The music of Tchaikovsky's Symphony No. 4 filled the Three Stages Theater in Folsom, CA. Polished wood covered the stage walls creating the perfect acoustics. As I sat in the audience I could see many of the patrons with their eyes closed taking in the sounds. Smiles played at their lips as the music overtook them creating emotional waves with huge crescendos that softened into floating pieces. I turned my attention to the surges of movement in the string section as they played in unison with such passion I could almost feel the creation of the notes. As they played it was as if the musicians danced together, their fingers and arms moving at incredible speed. I could see the horn section, their cheeks puffing in and out, and I wondered how they didn't pass out from how hard they played.
The music took me away and I thought this is truly life expressing itself. How many years had each person practiced to be able to share their love of music? How much dedication did it take to learn this piece? Only true love for playing could create something this beautiful out of wind and movement. Furthermore, the Folsom Symphony was made up of volunteers who played simply because it was their dream.
When the music ended the audience was on their feet, clapping with enthusiasm trying to give back to the musicians a part of what they'd given us.
The night had been a gift from Paul Smith, a man I barely knew, who played the bassoon. As I made my way backstage I realized that this journey of going after my dreams has brought me many gifts, one of the greatest being the people who've shared their stories and dreams with me. Over the years, I've received many personal letters from readers of this blog. Paul had written to me last spring. I knew Paul from salsa dancing and when he shared with me that skating had a special place in his heart because of his love for hockey, I invited him to join me at the rink. In return, he invited me to the symphony.
From what I gather, Paul has always been an adrenaline junkie. He rode dirt bikes and played hockey. After nearly killing himself in a motorcycle accident, he was contemplating his pain and miserly in a truck on an eleven hour journey to an American Hospital when he decided it was time to grow up and do something safe that wouldn't cause him any more operations. (He's undergone fourteen surgeries over his lifetime to fix injuries to both his arms, right shoulder, knee, nose and even his tongue.) On the truck ride he remembered that he was a pretty good bassoon player in college and he made the decision to give up dirt biking and hockey and do the safe thing... play the bassoon.

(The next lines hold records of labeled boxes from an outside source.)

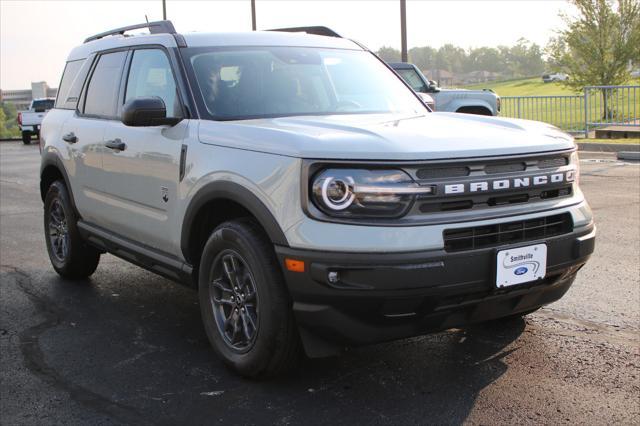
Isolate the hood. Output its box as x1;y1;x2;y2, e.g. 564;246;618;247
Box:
199;112;575;161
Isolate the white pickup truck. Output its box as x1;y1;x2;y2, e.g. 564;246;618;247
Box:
18;98;56;145
389;62;500;115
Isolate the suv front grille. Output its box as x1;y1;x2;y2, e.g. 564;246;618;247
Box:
443;213;573;252
404;152;573;215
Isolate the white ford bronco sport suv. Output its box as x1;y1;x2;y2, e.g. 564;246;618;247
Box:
40;21;595;377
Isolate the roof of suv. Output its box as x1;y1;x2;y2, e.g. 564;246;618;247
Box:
67;31;362;61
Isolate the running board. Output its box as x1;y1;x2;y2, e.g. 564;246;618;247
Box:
78;220;196;287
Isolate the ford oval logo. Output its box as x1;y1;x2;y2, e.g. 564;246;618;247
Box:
513;266;529;275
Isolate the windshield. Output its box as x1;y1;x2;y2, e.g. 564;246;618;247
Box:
396;69;427;93
31;99;54;112
183;47;427;120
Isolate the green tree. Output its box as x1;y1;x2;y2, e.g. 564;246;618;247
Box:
0;102;20;138
546;0;640;88
377;46;401;62
409;46;436;70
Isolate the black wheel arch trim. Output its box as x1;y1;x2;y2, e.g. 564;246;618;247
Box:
180;181;289;263
40;151;81;218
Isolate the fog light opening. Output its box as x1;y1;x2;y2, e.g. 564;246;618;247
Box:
327;271;340;284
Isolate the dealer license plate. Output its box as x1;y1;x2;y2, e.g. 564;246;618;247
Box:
496;244;547;287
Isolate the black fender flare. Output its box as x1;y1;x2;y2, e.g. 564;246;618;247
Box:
40;151;81;218
180;181;289;261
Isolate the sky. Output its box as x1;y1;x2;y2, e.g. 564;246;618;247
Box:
0;0;571;90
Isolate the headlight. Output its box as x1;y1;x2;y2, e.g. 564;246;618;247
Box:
311;169;435;218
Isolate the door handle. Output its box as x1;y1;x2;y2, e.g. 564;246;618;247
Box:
104;138;127;151
62;132;78;143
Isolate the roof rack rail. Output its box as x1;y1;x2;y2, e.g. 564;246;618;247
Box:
267;26;342;38
84;21;176;43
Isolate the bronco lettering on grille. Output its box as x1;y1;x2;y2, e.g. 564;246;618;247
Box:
444;170;576;195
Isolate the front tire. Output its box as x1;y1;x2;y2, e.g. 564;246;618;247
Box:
198;219;301;378
44;181;100;280
22;132;31;145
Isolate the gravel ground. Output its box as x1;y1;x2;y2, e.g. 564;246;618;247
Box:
0;142;640;425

I asked him why he loved to play and he said, "I like having 60 musicians all coordinated and putting out a homogenous sound. In the right concert hall it's like every instrument is buzzing around your head and the affect on your senses is quite extraordinary. When I played at Carnegie Hall, it was a sensory overload. I could hear every instrument at the same time. I can only imagine what it must be like in the audience.
I also like the challenge of the bassoon and its 4 1/2 octave range. I can play dark and moody music and then bright and happy tunes. It takes a lot of finger coordination and with my nerve damage in my arms, it has been a lot for me to overcome, but I love to practice and I can sit for an hour solid and think it has only been 10 minutes. The bassoon can be dangerous if you cannot play the part, so you really have to be some what of an oddball because of the exposed solo's. Either get used to it, or die!"

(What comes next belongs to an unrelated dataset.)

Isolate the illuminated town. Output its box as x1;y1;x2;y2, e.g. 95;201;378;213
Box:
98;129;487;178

With this blog I've tried to emphasize that going after your dreams isn't selfish. By making your life bigger, you are able to affect the world in a more positive way. This concert is the perfect example. Paul and the rest of the Folsom Symphony play for love and in return they give that gift to hundreds of people.
By dedicating ourselves to being the best at the gifts we can share, we in turn make this world a greater place for all of humanity.